Congrats to the Online Lenders Alliance for a successful conference this week in Denver (that’s where we were this week, listening to all the latest developments in technology and innovation in the online space). While we’re giving a round of applause to OLA, we also want to hand it to Charles Hunter of Borrow Smart Alabama for his editorial in the Birmingham News.
In response to an article that ran last weekend, Mr. Hunter said this:
“The News used the loaded word “predatory” to describe the short-term lending industry and said lenders “force people who are least able to pay into a cycle of debt.”
For years, the industry has been trying to determine why anyone, particularly well-educated and worldly journalists, would have this unfounded impression the short-term lending industry is exploitative in any way. Perhaps this perception remains from the years before the passing of the 2003 state law that regulates the payday loan industry and protects consumers from cyclical debt.
Before that time, there were some “loan sharks” out there who did, in fact, live up to the reputation the industry can’t seem to shake. This misperception might also stem from media reports over the years stirred up by industry opponents using PR tactics to further their political agenda.
But here’s the punch line: It’s just not true. In this case, perception is not reality. The reality is that hardworking Alabamians occasionally need to borrow a couple hundred dollars to serve an urgent need. They are more than willing to pay the one-time fee of 17.5 percent the law allows to borrow that money.

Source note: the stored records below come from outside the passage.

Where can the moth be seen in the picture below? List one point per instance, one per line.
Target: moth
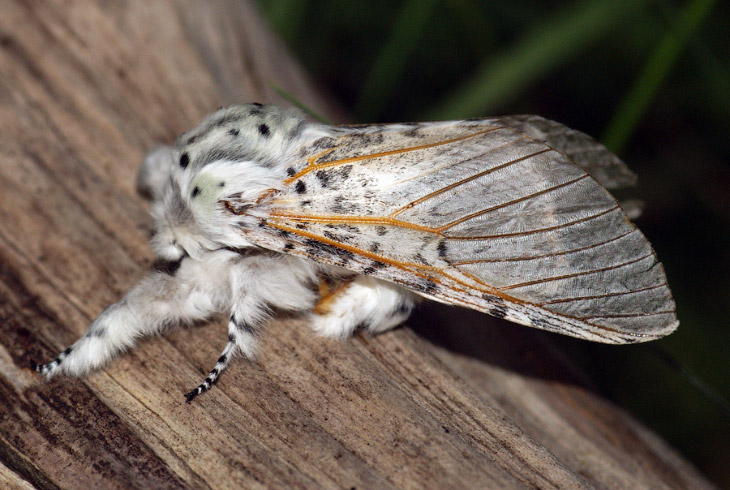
(259, 210)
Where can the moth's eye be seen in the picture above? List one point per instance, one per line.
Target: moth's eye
(184, 160)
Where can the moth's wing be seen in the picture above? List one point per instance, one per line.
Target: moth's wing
(479, 214)
(608, 169)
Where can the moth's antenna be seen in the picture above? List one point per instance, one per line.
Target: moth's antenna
(720, 402)
(308, 110)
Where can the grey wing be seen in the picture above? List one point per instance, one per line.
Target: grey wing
(480, 214)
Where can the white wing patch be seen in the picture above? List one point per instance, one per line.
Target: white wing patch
(483, 214)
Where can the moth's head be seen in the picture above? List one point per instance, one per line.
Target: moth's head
(238, 153)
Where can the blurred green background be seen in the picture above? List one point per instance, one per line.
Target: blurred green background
(649, 78)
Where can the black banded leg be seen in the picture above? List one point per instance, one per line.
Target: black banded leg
(50, 368)
(240, 339)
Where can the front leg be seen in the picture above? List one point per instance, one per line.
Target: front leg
(194, 291)
(259, 285)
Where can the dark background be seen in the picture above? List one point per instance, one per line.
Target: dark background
(650, 79)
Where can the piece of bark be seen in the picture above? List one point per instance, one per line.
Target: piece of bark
(86, 88)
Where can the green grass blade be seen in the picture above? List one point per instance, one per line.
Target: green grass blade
(552, 43)
(655, 71)
(392, 60)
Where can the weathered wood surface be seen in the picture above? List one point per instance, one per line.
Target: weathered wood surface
(85, 89)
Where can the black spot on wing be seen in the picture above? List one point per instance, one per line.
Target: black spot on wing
(324, 178)
(317, 249)
(184, 160)
(442, 249)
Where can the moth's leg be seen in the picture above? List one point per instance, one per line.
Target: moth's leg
(364, 302)
(154, 173)
(193, 292)
(260, 284)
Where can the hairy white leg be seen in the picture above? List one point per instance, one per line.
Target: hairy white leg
(363, 302)
(195, 291)
(260, 284)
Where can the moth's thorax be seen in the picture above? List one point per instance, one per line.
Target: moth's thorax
(253, 132)
(239, 152)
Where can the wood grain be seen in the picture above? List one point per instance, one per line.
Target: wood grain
(86, 88)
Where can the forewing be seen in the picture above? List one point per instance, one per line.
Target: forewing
(482, 214)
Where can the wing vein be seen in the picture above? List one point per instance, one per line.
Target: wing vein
(554, 254)
(464, 181)
(606, 295)
(312, 165)
(538, 230)
(509, 203)
(576, 274)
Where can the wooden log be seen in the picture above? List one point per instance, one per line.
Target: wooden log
(86, 88)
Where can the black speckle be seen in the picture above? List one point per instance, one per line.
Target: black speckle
(323, 177)
(498, 311)
(442, 248)
(167, 266)
(403, 308)
(428, 287)
(420, 259)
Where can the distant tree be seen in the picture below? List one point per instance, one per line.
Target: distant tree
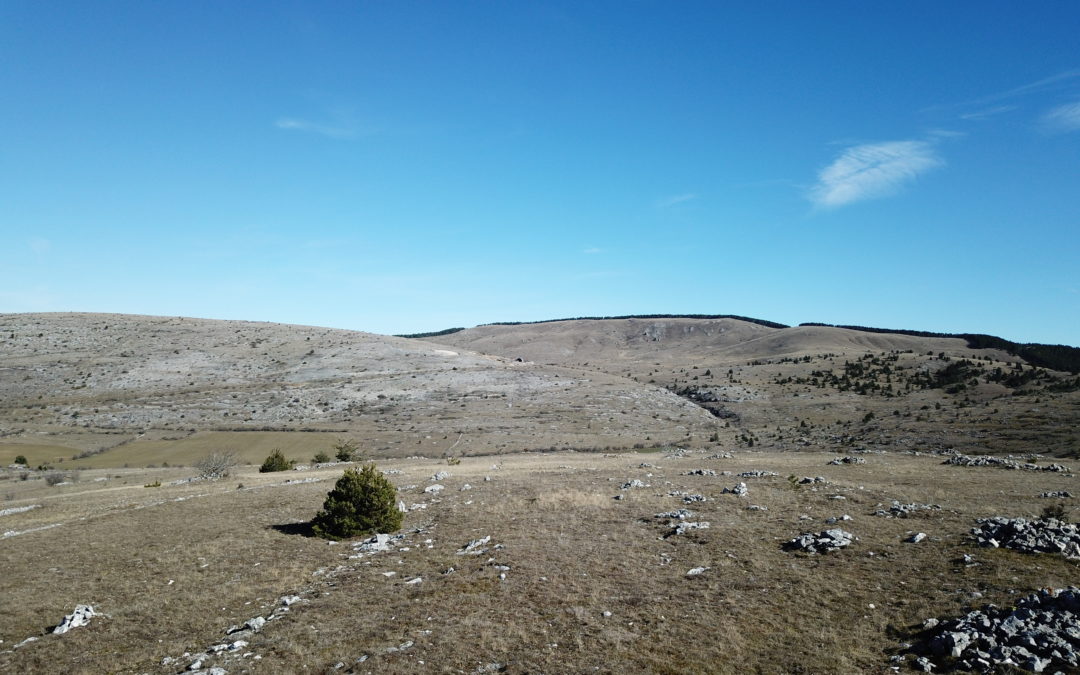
(275, 461)
(362, 502)
(217, 464)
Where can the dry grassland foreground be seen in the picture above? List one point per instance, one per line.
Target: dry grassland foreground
(543, 563)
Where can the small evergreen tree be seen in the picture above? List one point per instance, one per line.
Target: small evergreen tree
(362, 502)
(275, 461)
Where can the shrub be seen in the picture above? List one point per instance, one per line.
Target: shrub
(1056, 511)
(362, 502)
(275, 461)
(216, 464)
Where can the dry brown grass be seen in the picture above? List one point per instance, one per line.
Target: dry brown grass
(574, 553)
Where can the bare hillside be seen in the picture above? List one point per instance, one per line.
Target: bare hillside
(68, 379)
(817, 386)
(608, 341)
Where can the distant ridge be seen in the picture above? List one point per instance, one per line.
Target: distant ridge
(1054, 356)
(432, 334)
(760, 322)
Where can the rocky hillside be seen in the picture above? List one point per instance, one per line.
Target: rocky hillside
(105, 373)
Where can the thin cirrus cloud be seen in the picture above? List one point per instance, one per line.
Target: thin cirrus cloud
(873, 171)
(1063, 119)
(313, 127)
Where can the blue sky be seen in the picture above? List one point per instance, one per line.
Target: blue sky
(406, 166)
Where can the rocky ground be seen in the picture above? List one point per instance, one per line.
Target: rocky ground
(822, 489)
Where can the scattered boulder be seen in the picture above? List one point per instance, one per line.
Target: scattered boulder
(822, 542)
(738, 490)
(375, 543)
(15, 510)
(685, 527)
(902, 511)
(1038, 633)
(679, 514)
(1029, 536)
(475, 547)
(79, 618)
(987, 460)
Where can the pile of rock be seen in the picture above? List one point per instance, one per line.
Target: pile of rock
(79, 618)
(902, 511)
(686, 526)
(986, 460)
(1038, 634)
(687, 497)
(1029, 536)
(739, 490)
(721, 456)
(679, 514)
(822, 542)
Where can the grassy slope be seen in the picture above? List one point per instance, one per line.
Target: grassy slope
(574, 553)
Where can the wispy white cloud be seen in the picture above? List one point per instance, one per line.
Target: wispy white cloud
(677, 199)
(1058, 81)
(987, 112)
(1063, 119)
(872, 171)
(323, 130)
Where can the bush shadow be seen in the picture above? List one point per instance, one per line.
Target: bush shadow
(302, 529)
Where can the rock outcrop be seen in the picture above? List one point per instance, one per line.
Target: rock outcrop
(1039, 634)
(822, 542)
(1029, 536)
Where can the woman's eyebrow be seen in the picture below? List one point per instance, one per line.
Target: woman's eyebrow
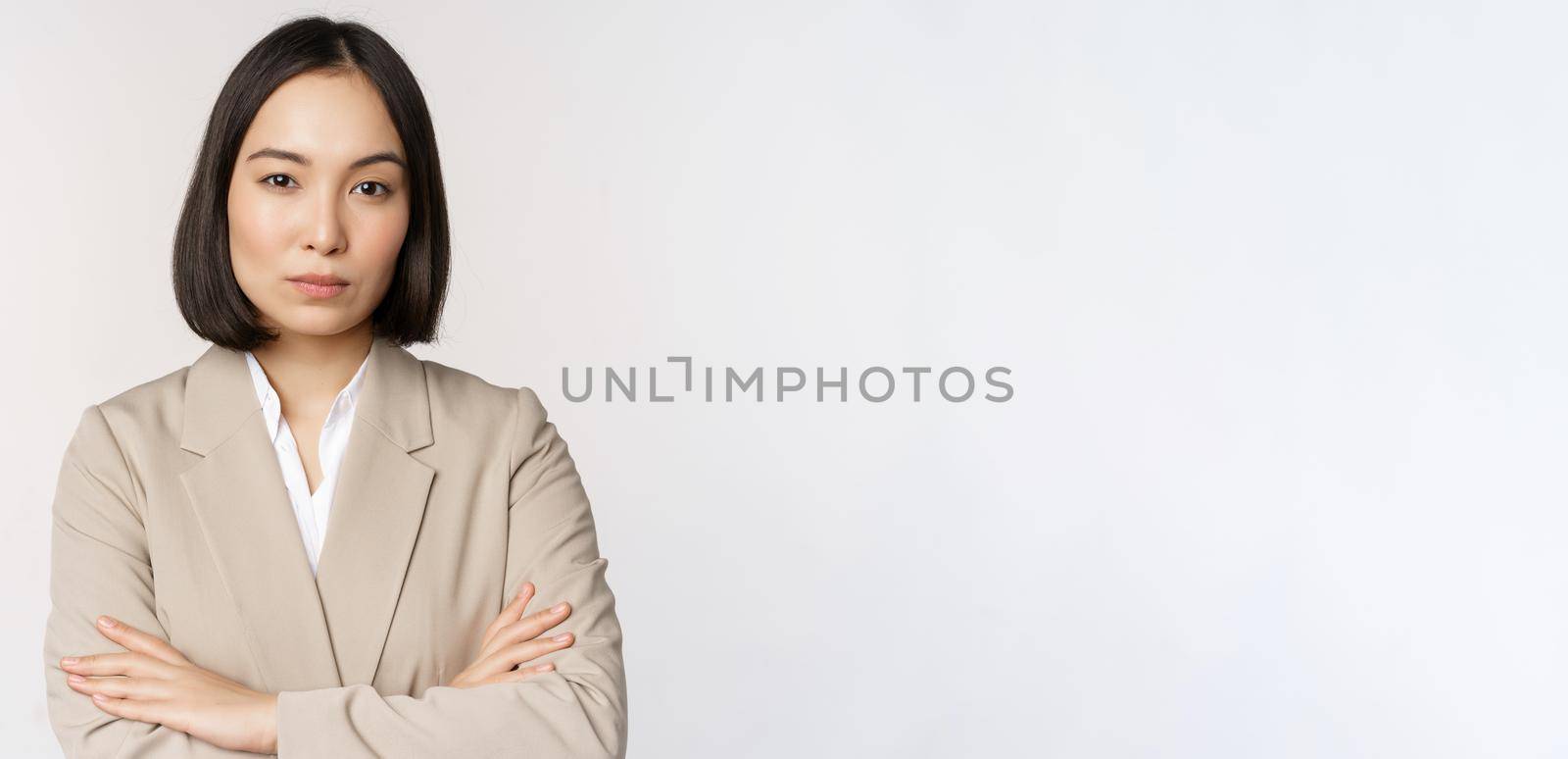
(290, 156)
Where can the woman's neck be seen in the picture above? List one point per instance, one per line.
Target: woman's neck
(308, 371)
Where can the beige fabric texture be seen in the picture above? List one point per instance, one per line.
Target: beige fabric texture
(172, 516)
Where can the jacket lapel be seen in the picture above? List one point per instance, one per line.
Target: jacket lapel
(325, 631)
(376, 510)
(242, 507)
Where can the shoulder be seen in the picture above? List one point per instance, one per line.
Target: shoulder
(154, 406)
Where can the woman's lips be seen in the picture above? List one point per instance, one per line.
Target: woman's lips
(314, 290)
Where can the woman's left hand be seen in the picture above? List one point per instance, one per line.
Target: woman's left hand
(156, 684)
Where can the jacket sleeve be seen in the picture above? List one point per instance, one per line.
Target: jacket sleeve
(99, 565)
(576, 709)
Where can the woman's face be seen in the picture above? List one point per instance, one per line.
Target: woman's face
(318, 188)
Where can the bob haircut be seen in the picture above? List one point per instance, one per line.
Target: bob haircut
(204, 284)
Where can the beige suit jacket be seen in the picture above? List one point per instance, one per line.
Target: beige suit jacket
(172, 516)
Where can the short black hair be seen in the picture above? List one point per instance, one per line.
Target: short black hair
(204, 284)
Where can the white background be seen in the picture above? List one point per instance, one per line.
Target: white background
(1282, 287)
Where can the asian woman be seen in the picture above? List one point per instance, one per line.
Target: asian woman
(311, 541)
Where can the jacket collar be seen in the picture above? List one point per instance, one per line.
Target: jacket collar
(329, 630)
(220, 395)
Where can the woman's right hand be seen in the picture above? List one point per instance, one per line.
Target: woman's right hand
(512, 640)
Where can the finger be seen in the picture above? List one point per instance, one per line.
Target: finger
(532, 626)
(519, 653)
(120, 687)
(127, 708)
(521, 675)
(138, 640)
(140, 665)
(506, 659)
(509, 615)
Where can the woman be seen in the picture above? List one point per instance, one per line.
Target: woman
(310, 541)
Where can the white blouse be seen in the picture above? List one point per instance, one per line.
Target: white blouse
(311, 508)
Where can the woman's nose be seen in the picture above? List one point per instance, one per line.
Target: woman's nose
(325, 228)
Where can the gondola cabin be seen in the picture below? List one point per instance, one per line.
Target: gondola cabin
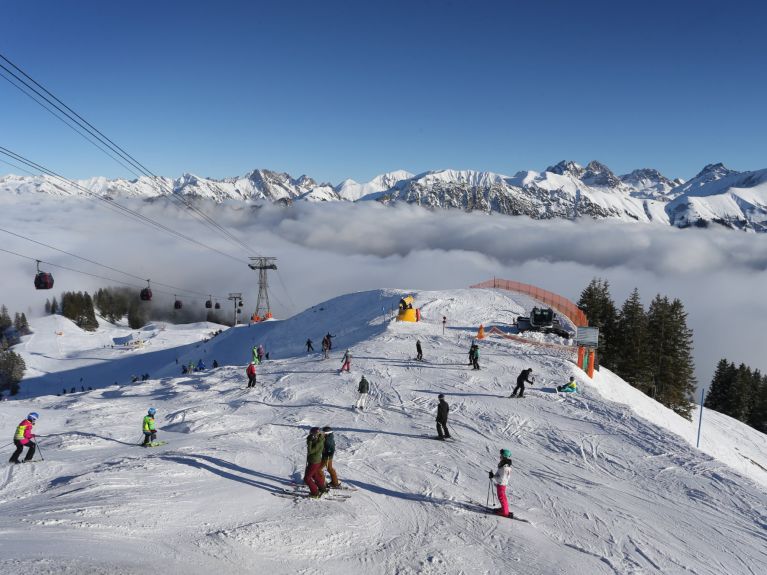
(43, 280)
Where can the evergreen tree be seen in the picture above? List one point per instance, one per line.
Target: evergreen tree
(5, 319)
(597, 303)
(631, 347)
(11, 371)
(721, 386)
(673, 366)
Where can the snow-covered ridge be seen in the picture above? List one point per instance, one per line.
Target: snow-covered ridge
(717, 195)
(608, 479)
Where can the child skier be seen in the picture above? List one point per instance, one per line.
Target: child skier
(570, 387)
(347, 361)
(328, 451)
(363, 389)
(150, 431)
(24, 436)
(501, 480)
(251, 373)
(313, 476)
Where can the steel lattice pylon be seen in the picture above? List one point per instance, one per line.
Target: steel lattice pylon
(262, 265)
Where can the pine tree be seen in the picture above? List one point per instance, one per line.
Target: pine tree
(673, 366)
(11, 371)
(721, 386)
(597, 303)
(631, 357)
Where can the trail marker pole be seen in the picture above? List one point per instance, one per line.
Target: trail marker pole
(700, 419)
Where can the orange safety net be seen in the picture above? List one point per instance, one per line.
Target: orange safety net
(556, 301)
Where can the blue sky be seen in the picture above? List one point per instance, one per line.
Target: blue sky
(357, 88)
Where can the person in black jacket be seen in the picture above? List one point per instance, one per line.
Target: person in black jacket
(442, 410)
(327, 455)
(523, 377)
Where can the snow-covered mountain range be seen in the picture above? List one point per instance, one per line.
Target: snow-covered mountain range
(716, 195)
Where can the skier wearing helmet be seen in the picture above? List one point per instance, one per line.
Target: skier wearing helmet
(313, 476)
(501, 480)
(150, 431)
(24, 436)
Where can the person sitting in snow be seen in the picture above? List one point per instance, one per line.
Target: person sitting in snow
(501, 480)
(24, 437)
(570, 387)
(150, 431)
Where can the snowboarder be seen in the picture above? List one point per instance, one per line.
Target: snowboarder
(24, 437)
(363, 389)
(570, 387)
(347, 362)
(442, 410)
(501, 480)
(522, 378)
(150, 431)
(313, 476)
(251, 373)
(327, 455)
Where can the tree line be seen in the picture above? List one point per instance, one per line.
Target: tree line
(12, 365)
(740, 392)
(650, 349)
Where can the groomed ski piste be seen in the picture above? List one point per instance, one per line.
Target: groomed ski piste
(610, 481)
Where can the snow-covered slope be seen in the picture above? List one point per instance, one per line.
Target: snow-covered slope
(607, 478)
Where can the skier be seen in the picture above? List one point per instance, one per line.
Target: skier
(442, 410)
(501, 480)
(570, 387)
(327, 456)
(522, 378)
(313, 476)
(24, 436)
(347, 362)
(150, 431)
(251, 373)
(474, 355)
(363, 389)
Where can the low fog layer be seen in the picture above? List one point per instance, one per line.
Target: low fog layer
(325, 250)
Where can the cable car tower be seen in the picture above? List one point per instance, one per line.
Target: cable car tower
(262, 265)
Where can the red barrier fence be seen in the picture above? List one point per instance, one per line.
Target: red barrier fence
(558, 302)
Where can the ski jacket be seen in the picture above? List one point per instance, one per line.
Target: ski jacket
(330, 445)
(442, 410)
(314, 448)
(24, 432)
(149, 424)
(524, 377)
(503, 473)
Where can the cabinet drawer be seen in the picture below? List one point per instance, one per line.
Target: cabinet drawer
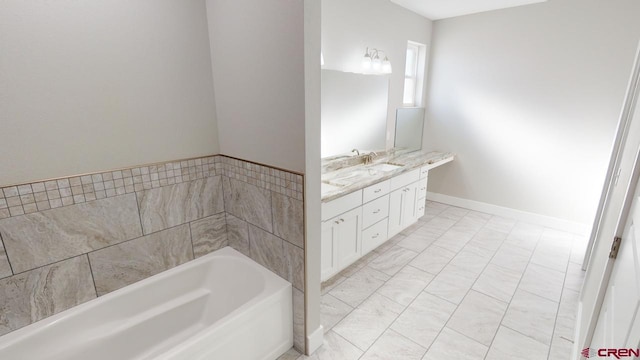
(374, 236)
(375, 211)
(375, 191)
(421, 205)
(405, 179)
(424, 172)
(422, 188)
(340, 205)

I challenge the members of the City Council and The News to walk into any payday loan store in Birmingham and talk to a few customers. Take out a loan, perhaps. Don’t just believe what you read or what you hear. Find out from real people who use our products. I think you’ll be surprised by the truth.”
And we just wanted to applaud you.
I think the bottom line is that anytime you take out a loan it needs to be carefully considered. There are people that easily fall into the cycle of debt. But there are also times when you are in an true emergency situation and need a cash advance. It really is a personal decision.
A personal decision is really great way to think about it. Only we go out of our way to make sure our customers are protected. CFSA members are concerned about the potential for excessive use of loan rollovers which occurs when a borrower cannot pay back on time and repeatedly extends the loan. Nineteen of the 32 payday advance states expressly prohibit loan rollovers. CFSA Best Practices address this possibility by limiting rollovers to four or to the state limit—whichever is less.
An additional safeguard under the CFSA Best Practices is the Extended Payment Plan (EPP) which is available at no additional cost to a borrower who needs more time to pay back the loan. The EPP is meant to ensure that a customer does not feel compelled to take out another payday loan to pay off a prior one and provides a “cooling off” period between loans.